Our View: Payday loan measure would help the poor

Legislation has been introduced in Olympia to curb practices that trap desperate borrowers under crushing debt.

The measure would reduce the fees that could be charged by payday lenders. It would extend the repayment time and require that delinquent borrowers be able to set up repayment plans without having to wait until a fourth consecutive loan with the same company.

As it is, many consumers see payday loans as a way out of a financial jam. Customarily, the person writes a postdated check for up to $700, from which is deducted a fee of 15 percent on the first $500 and 10 percent thereafter. That’s $95 on a $700 loan that has to be repaid in as long as 45 days, but usually sooner.

If that were the end of it, the Legislature would have no reason to get involved. But in many cases there is no end to it. After paying off the first loan, the consumer on a meager budget then needs a second, beginning a spiraling dive into financial despair.

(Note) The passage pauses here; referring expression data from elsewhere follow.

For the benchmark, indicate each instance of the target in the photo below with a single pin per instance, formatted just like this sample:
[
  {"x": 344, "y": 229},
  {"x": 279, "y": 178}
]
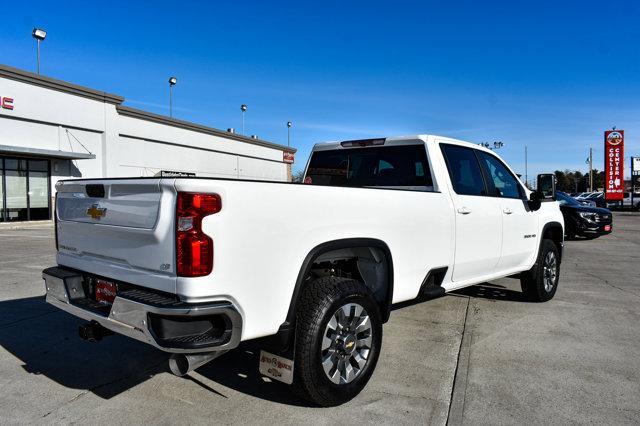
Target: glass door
[
  {"x": 24, "y": 190},
  {"x": 15, "y": 176},
  {"x": 38, "y": 189},
  {"x": 1, "y": 189}
]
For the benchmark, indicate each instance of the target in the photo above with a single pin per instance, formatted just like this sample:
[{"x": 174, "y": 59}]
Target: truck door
[
  {"x": 519, "y": 224},
  {"x": 478, "y": 224}
]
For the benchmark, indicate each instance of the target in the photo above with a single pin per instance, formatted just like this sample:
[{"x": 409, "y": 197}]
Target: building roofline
[
  {"x": 59, "y": 85},
  {"x": 187, "y": 125},
  {"x": 12, "y": 73}
]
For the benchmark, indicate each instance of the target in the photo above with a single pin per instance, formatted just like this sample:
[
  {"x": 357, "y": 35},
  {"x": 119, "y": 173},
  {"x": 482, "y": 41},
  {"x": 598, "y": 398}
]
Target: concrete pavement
[{"x": 481, "y": 355}]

The state Department of Financial Institutions reports that nearly $1.5 billion in payday loans were made in Washington in 2007, generating $194.5 million in fees to the lenders. Not bad for a loan period of 45 days.

Who carries that load? Those least able to bear it. Those who need credit counseling before they get more credit.

There are 729 payday lending locations in Washington, and a disproportionate number of them are in Spokane County. Spokane’s 3rd Legislative District, reputedly the poorest in the state, accounted for 140,532 payday loans in 2007, and coughed up more than $6.7 million in fees.

“It’s the rich robbing the poor,” according to former Washington Secretary of State Ralph Munro.

Munro became outspoken about the issue after learning of the impact it had in Kitsap County which, like Spokane County, has a large number of military service members. Men and women in uniform and their families are common patrons of payday lending businesses – especially when emergencies arise during service members’ extended deployments.

The Department of Defense is so concerned about the business that Congress passed and President George W. Bush signed federal legislation setting a cap on interest charged on short-term loans. Payday lenders get around that by imposing fees up front instead of collecting interest. In extreme cases, where a borrower takes a new loan each time the old one is paid off (240 Washington borrowers in 2007 took out loans at least weekly), the effective annual interest rate approaches 400 percent.

These are troubled economic times, to which subprime mortgage lending was a major contributor. The nation should have learned about the consequences of making it too easy for people to incur debt they can’t afford.

Even if the pending legislation is passed, desperate people will resort to short-term, high-interest loans executed via postdated checks. The personal tragedies won’t end, but there should be fewer of them.